Modica is one of Sicily’s famous baroque towns which lies in the province of Ragusa in the islands southeastern corner. This town displays a baroque architecture typical of the 17th and 18th Centuries. That said, Modica’s history certainly goes much further back in time than this. In fact, though the exact date of its founding is unknown, Modica definitely has Greek and Roman roots. It is only because of a tragic earthquake in the late 1600s that this city was rebuilt at all. This earthquake all but razed this and many other cities to the ground, meaning the Sicilians had to rebuild much of the area.
This city lies across a few steep hills, which in turn create Modica Alta (upper Modica) and Modica Bassa (lower Modica). This does make for quite a sightseeing trip that might be more tiring than usual. Nevertheless, your beautiful surroundings are sure to distract you from the climb! What is more, heading up the hills will reward you with stunning views over their valleys. You can find a particularly lovely panorama at the Cattedrale di San Giorgio. To reach this cathedral you must first climb over 160 steps. However you will soon forget these upon your arrival at the top. Here you will find breathtakingly sweeping views over the rest of Modica and the surrounding landscapes. This cathedral, along with many buildings in the town is recognized by UNESCO for its architectural and historical value.
Another impressive church is the Cattedrale di San Pietro. This actually predates the 1690s earthquake, first appearing in the 14th Century. Of course, this too underwent complete reconstruction after this terrible event. Nonetheless, it is a fine example of typically Sicilian baroque architecture.
Interestingly, Modica is the birthplace of the Nobel-prize-winning poet, Salvatore Quasimodo. For those interested in such culture, you can go to his house which is now open to visitors as something of a house museum.
Another famous export of Modica is its celebrated chocolate. This takes its inspiration and tradition from the Aztecs. The process of making this particular chocolate came from the South Americas when the city was part of the Spanish Kingdom. Its texture and flavor is quite singular, and you can try it in such exotic flavors as pistachio, citrus fruits and chili. The most peculiar of these chocolates is the Modican ‘mpanatigghie, which is a sweat treat that consists of mincemeat mixed into the chocolate! To celebrate this part of its gastronomy, Modica holds a short festival every Fall called Chocobarocco.

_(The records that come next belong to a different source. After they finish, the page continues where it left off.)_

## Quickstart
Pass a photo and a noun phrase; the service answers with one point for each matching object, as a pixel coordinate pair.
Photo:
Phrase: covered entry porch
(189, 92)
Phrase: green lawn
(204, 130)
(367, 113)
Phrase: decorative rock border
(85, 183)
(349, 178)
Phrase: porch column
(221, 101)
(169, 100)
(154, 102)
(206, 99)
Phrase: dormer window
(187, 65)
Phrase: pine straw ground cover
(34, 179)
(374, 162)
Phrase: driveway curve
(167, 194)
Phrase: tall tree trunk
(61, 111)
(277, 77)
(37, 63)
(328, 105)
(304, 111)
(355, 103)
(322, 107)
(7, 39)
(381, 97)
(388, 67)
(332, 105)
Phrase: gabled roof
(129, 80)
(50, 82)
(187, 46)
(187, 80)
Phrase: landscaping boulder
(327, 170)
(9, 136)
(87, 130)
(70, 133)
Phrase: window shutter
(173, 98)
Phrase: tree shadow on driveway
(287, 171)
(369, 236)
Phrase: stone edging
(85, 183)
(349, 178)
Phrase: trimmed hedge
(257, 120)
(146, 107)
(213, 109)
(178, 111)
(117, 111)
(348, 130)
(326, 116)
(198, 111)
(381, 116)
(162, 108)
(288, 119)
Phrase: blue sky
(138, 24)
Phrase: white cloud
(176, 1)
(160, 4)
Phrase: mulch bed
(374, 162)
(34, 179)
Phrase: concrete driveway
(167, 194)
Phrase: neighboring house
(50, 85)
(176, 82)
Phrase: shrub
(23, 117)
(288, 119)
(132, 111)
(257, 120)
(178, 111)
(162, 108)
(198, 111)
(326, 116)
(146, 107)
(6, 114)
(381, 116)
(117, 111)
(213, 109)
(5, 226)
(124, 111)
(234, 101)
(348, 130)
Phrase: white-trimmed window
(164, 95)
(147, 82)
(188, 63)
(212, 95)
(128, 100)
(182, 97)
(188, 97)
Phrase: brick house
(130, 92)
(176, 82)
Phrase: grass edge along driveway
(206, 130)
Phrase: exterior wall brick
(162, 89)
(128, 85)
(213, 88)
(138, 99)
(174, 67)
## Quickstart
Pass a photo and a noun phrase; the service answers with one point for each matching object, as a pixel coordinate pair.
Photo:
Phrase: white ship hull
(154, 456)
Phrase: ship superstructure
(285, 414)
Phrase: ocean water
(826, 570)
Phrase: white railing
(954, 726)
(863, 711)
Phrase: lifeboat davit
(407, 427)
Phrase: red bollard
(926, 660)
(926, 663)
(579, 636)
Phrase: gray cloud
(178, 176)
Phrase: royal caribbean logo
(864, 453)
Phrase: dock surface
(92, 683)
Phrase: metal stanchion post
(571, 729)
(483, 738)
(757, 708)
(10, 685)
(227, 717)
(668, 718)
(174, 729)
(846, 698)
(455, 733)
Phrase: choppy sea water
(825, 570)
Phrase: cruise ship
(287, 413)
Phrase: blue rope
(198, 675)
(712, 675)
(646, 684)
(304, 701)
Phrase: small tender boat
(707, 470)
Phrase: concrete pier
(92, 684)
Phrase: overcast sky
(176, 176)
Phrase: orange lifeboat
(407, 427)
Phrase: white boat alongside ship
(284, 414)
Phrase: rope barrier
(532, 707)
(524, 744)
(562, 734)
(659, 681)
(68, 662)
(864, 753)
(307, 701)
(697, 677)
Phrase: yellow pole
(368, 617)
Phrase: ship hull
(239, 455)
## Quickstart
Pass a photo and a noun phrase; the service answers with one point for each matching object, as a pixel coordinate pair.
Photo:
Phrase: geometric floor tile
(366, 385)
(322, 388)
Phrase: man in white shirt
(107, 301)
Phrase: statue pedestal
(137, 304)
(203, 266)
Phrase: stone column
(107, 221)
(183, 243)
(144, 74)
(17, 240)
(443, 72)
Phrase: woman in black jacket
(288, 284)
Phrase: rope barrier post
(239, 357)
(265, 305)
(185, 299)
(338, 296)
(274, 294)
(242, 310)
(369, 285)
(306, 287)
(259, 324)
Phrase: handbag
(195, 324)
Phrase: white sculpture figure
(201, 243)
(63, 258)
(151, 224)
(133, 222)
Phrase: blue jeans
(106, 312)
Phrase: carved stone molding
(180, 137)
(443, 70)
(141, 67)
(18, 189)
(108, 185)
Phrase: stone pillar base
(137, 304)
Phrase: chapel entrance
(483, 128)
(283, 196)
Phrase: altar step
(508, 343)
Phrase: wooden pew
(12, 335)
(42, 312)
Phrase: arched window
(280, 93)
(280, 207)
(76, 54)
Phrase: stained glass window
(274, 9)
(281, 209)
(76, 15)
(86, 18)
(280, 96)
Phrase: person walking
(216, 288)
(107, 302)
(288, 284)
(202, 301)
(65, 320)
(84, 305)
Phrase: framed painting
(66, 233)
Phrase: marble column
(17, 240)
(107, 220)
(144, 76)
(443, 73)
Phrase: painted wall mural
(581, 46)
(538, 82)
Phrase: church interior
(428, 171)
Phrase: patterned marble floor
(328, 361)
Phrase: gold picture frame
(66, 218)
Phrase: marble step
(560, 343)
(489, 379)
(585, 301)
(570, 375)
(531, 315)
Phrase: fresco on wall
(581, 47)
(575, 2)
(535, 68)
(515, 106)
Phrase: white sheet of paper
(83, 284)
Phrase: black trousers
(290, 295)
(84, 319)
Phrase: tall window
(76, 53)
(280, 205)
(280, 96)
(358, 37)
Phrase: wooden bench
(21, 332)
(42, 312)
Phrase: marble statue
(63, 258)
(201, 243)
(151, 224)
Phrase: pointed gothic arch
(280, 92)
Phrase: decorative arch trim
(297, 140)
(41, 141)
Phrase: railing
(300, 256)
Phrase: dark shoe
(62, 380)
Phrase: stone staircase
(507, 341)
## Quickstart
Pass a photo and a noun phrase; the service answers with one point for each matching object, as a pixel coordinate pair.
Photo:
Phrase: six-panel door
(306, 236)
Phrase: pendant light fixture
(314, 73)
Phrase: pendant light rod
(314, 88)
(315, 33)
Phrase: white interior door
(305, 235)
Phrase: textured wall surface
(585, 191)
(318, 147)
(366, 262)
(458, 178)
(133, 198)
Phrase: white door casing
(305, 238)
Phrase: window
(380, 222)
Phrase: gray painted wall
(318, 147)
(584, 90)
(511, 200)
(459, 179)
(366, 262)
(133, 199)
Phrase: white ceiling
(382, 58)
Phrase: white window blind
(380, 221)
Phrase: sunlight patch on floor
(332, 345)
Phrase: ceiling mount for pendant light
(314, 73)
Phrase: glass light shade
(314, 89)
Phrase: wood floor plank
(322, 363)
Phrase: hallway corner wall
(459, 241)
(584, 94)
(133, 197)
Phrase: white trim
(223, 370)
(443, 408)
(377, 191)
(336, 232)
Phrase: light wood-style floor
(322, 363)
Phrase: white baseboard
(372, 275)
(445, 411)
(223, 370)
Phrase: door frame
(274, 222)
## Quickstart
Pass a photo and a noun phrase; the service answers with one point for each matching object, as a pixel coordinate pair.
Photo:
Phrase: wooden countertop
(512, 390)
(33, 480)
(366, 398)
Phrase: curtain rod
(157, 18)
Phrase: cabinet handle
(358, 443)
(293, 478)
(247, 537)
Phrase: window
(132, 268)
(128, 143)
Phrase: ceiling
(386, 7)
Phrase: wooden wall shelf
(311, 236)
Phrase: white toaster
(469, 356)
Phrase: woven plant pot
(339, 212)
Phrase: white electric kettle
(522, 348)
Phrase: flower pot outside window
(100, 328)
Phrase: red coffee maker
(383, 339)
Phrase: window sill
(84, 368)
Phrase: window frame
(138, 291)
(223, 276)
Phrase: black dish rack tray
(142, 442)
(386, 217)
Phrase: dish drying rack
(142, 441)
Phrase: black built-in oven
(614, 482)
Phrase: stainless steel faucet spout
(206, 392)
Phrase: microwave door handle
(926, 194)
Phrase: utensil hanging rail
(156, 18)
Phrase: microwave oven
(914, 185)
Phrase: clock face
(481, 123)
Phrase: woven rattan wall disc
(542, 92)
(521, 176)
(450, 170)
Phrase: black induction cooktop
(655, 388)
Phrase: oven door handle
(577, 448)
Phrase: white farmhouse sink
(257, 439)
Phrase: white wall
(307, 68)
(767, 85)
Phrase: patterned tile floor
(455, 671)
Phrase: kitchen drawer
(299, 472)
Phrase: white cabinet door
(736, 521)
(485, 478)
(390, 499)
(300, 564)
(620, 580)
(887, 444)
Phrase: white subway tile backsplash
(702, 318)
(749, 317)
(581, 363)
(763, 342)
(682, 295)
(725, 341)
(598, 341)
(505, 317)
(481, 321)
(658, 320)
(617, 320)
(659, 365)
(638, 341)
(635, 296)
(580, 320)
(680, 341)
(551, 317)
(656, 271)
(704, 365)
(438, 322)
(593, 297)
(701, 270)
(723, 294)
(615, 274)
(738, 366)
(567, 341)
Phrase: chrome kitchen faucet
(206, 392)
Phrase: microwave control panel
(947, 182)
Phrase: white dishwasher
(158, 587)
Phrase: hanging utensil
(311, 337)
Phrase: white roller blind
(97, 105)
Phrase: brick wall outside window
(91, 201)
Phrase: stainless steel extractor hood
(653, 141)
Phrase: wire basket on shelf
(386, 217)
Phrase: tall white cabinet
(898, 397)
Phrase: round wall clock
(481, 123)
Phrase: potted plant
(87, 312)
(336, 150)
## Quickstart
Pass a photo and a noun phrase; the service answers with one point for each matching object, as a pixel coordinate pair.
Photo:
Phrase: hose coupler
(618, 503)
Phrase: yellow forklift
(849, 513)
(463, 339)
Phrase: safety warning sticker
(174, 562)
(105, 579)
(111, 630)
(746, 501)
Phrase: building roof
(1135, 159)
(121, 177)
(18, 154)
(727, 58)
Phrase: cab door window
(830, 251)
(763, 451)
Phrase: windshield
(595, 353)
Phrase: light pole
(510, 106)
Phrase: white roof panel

On the savory side of the area’s gastronomical culture you will find many dishes that include fish, given its proximity to the sea. Anything from pasta dishes to the Sicilian speciality arancini will make use of the fresh fish, often sardines. Vegetarians can also enjoy the food here, however. Another typical bite to eat is the scacce, which is essentially foccaccia bread that comes stuffed with vegetables such as tomatoes, broccoli and aubergine.
Modica is easily accessible by train. One of the nearest international airports is Catania-Fontanarossa which lies just outside another baroque town of the area, Catania. Slightly nearer to Modica you will also find Comiso airport. From here you can easily book a connection, or even use public transport to arrive in the city center.